When you allow your child to help out and cook in the kitchen, you never know what path you may be leading them on for the future.

Start with the list

If a child is old enough to write, have he or she write down the ingredients needed for the cooking activity on a list to take to the store. Help your child with spelling and then have your child read back the list of ingredients. This is a small but fun reading activity for your child to start in the cooking process. Bring your along your list to the store and your child can also help to locate the ingredients, searching for printed containers is also a great extension reading activity for kids.

Organize the ingredients

Once the ingredients are purchased, you and your child can organize the ingredients into groups such as the dry and wet ingredients or organize them in the order they will be used. When cooking, everyone organizes differently and showing your child different ways to organize the ingredients helps with the brain processing skills and hand and mind coordination.

Count out the ingredients

Once you are ready to begin cooking, kids love helping out by counting out the eggs, cups of milk, and measuring dry ingredients. Measuring ingredients is also an excellent math activity and many children have little or no concept of teaspoons, tablespoons, cups etc. so measuring is a really fun activity and also a great learning experience.
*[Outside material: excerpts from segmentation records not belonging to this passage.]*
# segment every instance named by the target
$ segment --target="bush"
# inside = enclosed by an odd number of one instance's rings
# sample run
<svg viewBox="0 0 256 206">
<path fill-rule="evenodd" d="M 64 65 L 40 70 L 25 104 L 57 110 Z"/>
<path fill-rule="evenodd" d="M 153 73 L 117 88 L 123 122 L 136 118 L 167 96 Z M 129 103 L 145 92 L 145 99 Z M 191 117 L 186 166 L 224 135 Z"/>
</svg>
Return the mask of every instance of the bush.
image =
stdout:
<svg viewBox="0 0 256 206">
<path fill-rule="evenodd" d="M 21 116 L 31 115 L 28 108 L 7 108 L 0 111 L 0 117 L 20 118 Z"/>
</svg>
Be adventurous with tasting

When a child helps to cook in the kitchen, he or she may be more willing to taste new foods. Some children who are picky eaters and hesitant about trying new foods may be more willing when they are right there in the kitchen and involved with the cooking process. Make it a joint activity and try the foods together; a child is typically more enthusiastic to do something new if they have someone else to share the experience with, especially a parent or caretaker.

Confidence is gained in the kitchen

When kids are allowed to help in the kitchen and feel like they are a part of the process and were successful; this helps to boosts the child's confidence. When a child is given positive reinforcement in the kitchen and is having fun, he or she will walk away from the experience feeling good and will want to do it again; your child will have the wonderful feeling of success!